As for premium beauty and wellbeing, HUL aims to grow this portfolio by 900 basis points over the next few years. The gameplan includes extending large brands such as Ponds and Lakme into more demand spaces, introducing more of Unilever’s global brands into India and acquiring local brands within beauty and wellbeing.
In 2022, Surf Excel achieved a remarkable milestone by surpassing $1 billion in sales, making it the only non-food brand in India's fast-moving consumer goods industry to attain "unicorn" status. HUL aims to triple Horlicks Plus sales by 2030.
Overall, HUL sees a growth potential of two–four times across categories in the next decade, driven by rising incomes, heightened aspirations and a young demographic. It expects volume growth to exceed the market by 100 basis points and deliver double-digit earnings-per-share growth. Between 2021 and 2024, it grew its turnover and profit by 1.3 times, achieving a cumulative market share gain of 200 bps.
The company also been focusing on social-first advertising for higher demand generation.

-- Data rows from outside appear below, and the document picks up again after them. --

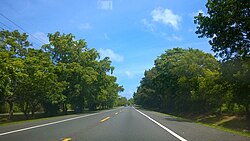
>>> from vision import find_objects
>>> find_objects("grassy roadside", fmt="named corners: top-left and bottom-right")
top-left (145, 111), bottom-right (250, 137)
top-left (0, 107), bottom-right (119, 126)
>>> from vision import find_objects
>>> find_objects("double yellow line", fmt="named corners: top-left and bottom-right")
top-left (100, 117), bottom-right (110, 122)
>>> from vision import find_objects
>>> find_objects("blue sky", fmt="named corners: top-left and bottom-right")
top-left (0, 0), bottom-right (212, 98)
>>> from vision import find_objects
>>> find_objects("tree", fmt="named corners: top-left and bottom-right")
top-left (194, 0), bottom-right (250, 60)
top-left (134, 48), bottom-right (222, 113)
top-left (16, 48), bottom-right (65, 118)
top-left (0, 30), bottom-right (31, 119)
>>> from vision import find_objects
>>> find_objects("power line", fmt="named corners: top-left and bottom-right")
top-left (0, 13), bottom-right (46, 44)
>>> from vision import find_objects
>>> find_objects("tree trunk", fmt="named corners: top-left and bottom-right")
top-left (7, 101), bottom-right (14, 120)
top-left (63, 102), bottom-right (68, 114)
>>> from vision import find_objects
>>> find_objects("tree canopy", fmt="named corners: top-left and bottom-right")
top-left (195, 0), bottom-right (250, 60)
top-left (0, 30), bottom-right (123, 118)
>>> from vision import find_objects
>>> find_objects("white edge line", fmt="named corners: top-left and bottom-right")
top-left (134, 108), bottom-right (187, 141)
top-left (0, 107), bottom-right (121, 136)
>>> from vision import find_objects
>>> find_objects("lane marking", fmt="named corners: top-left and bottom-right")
top-left (134, 108), bottom-right (187, 141)
top-left (62, 138), bottom-right (71, 141)
top-left (100, 117), bottom-right (110, 122)
top-left (0, 109), bottom-right (122, 136)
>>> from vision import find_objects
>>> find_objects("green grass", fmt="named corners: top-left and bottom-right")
top-left (147, 111), bottom-right (250, 137)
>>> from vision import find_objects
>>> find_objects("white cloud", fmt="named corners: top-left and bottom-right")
top-left (78, 23), bottom-right (92, 30)
top-left (151, 7), bottom-right (181, 29)
top-left (33, 32), bottom-right (49, 44)
top-left (104, 33), bottom-right (111, 40)
top-left (125, 71), bottom-right (134, 78)
top-left (99, 48), bottom-right (124, 62)
top-left (189, 9), bottom-right (208, 18)
top-left (97, 0), bottom-right (113, 10)
top-left (168, 35), bottom-right (183, 41)
top-left (141, 19), bottom-right (156, 32)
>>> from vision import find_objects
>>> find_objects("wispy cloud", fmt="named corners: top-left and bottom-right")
top-left (151, 7), bottom-right (181, 29)
top-left (189, 9), bottom-right (208, 18)
top-left (141, 18), bottom-right (156, 32)
top-left (99, 48), bottom-right (124, 62)
top-left (104, 33), bottom-right (111, 40)
top-left (141, 7), bottom-right (183, 41)
top-left (78, 23), bottom-right (92, 30)
top-left (97, 0), bottom-right (113, 10)
top-left (125, 71), bottom-right (134, 78)
top-left (33, 32), bottom-right (49, 44)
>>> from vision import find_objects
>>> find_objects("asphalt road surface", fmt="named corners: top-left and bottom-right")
top-left (0, 106), bottom-right (250, 141)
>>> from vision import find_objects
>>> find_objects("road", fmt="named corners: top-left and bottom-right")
top-left (0, 106), bottom-right (250, 141)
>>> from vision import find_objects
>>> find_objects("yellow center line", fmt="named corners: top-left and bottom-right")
top-left (62, 138), bottom-right (71, 141)
top-left (100, 117), bottom-right (110, 122)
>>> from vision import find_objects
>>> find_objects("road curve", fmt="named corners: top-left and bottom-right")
top-left (0, 107), bottom-right (249, 141)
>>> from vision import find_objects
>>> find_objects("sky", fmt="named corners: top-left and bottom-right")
top-left (0, 0), bottom-right (212, 98)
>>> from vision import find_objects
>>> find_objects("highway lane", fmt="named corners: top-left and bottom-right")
top-left (0, 107), bottom-right (249, 141)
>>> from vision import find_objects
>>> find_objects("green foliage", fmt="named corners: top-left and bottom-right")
top-left (117, 96), bottom-right (128, 106)
top-left (134, 48), bottom-right (224, 112)
top-left (0, 30), bottom-right (123, 118)
top-left (195, 0), bottom-right (250, 59)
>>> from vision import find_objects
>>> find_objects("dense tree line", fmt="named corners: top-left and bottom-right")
top-left (134, 0), bottom-right (250, 115)
top-left (0, 30), bottom-right (123, 118)
top-left (134, 48), bottom-right (250, 113)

Share of TV in advertising for HUL has gone further southward from 60% to 30%, while digital has grown from 20% to 29% and social media is up to 15% from 12%. OTT's share has risen from 8% to 17%. HUL's digital media contribution has tripled in the last four years to 40% of its total ad spends.
While these are long-term projections, HUL expects stable demand in the short term with "low single-digit" price growth if commodity prices remain where they are.
HUL has also introduced Winning in Many Indias 2.0, which is an ongoing shift from its traditional one-size-fits-all strategy. As part this strategy, it will further identify clusters of affluent population to drive its premiumisation agenda, particularly in the beauty and wellness, and food and refreshment segments.